Comment author: homunq 22 August 2014 04:04:38PM *  2 points [-]

Bump.

(I realize you're busy, this is just a friendly reminder.)

Also, I added one clause to my comment above: the bit about "imperfectly measured", which is of course usually the case in the real world.

Comment author: Thrasymachus 19 November 2014 01:07:04AM 0 points [-]

Belatedly updated. Thanks for your helpful comments!

Funding cannibalism motivates concern for overheads

26 Thrasymachus 30 August 2014 12:42AM

Summary: Overhead expenses' (CEO salary, percentage spent on fundraising) are often deemed a poor measure of charity effectiveness by Effective Altruists, and so they disprefer means of charity evaluation which rely on these. However, 'funding cannibalism' suggests that these metrics (and the norms that engender them) have value: if fundraising is broadly a zero-sum game between charities, then there's a commons problem where all charities could spend less money on fundraising and all do more good, but each is locally incentivized to spend more. Donor norms against increasing spending on zero-sum 'overheads' might be a good way of combating this. This valuable collective action of donors may explain the apparent underutilization of fundraising by charities, and perhaps should make us cautious in undermining it.

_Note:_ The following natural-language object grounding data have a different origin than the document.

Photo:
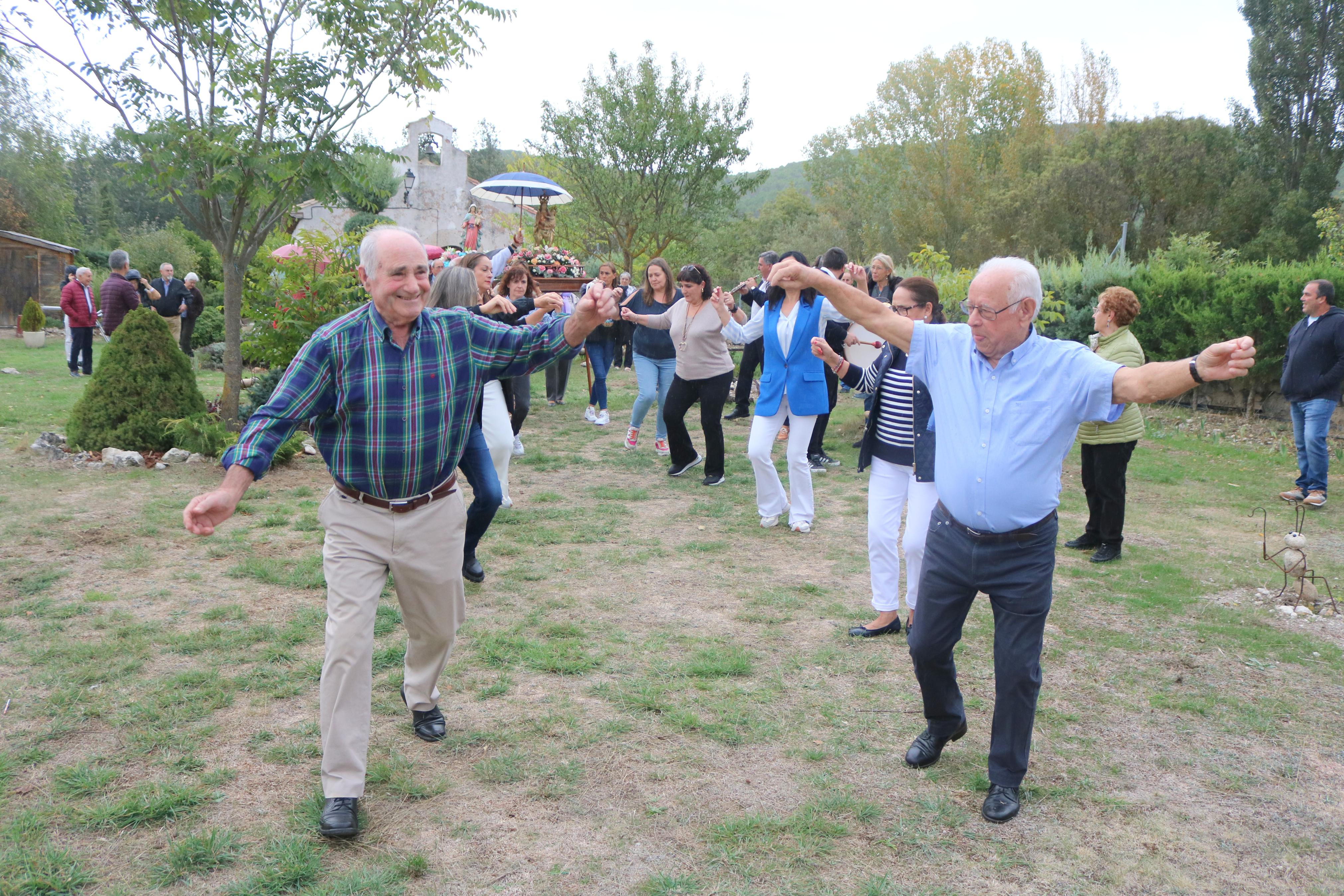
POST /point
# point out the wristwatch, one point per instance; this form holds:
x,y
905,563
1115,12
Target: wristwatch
x,y
1194,370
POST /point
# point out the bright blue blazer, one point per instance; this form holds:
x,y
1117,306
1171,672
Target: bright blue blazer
x,y
794,367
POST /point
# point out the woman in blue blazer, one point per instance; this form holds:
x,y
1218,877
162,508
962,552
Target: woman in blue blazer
x,y
794,389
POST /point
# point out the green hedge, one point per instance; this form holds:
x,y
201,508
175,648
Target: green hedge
x,y
1186,308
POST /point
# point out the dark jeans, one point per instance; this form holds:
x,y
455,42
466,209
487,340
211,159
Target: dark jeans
x,y
189,324
1104,483
753,355
81,350
711,394
518,400
624,344
819,429
479,469
557,379
600,362
1015,572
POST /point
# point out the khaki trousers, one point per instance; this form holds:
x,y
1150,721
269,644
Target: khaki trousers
x,y
175,328
424,553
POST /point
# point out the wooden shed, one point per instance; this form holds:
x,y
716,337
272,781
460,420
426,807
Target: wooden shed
x,y
30,268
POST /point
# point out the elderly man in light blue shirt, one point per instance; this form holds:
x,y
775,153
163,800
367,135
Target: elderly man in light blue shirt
x,y
1009,405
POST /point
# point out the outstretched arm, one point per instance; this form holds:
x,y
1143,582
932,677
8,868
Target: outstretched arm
x,y
1161,381
855,304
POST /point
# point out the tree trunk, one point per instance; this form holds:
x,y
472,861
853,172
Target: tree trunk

The EA critique of charity evaluation

Pre-Givewell, the common means of evaluating charities (GuidestarCharity Navigator) used a mixture of governance checklists 'overhead indicators'. Charities would gain points both for having features associated with good governance (being transparent in the right ways, balancing budgets, the right sorts of corporate structure), but also in spending its money on programs and avoiding 'overhead expenses' like administration and (especially) fundraising. For shorthand, call this 'common sense' evaluation.

The standard EA critique is that common sense evaluation doesn't capture what is really important: outcomes. It is easy to imagine charities that look really good to common sense evaluation yet have negligible (or negative) outcomes.  In the case of overheads, it becomes unclear whether these are even proxy measures of efficacy. Any fundraising that still 'turns a profit' looks like a good deal, whether it comprises five percent of a charity's spending or fifty.

A summary of the EA critique of common sense evaluation that its myopic focus on these metrics gives pathological incentives, as these metrics frequently lie anti-parallel to maximizing efficacy. To score well on these evaluations, charities may be encouraged to raise less money, hire less able staff, and cut corners in their own management, even if doing these things would be false economies.

 

Funding cannibalism and commons tragedies

In the wake of the ALS 'Ice bucket challenge', Will MacAskill suggested there is considerable of 'funding cannabilism' in the non-profit sector. Instead of the Ice bucket challenge 'raising' money for ALS, it has taken money that would have been donated to other causes instead - cannibalizing other causes. Rather than each charity raising funds independently of one another, they compete for a fairly fixed pie of aggregate charitable giving.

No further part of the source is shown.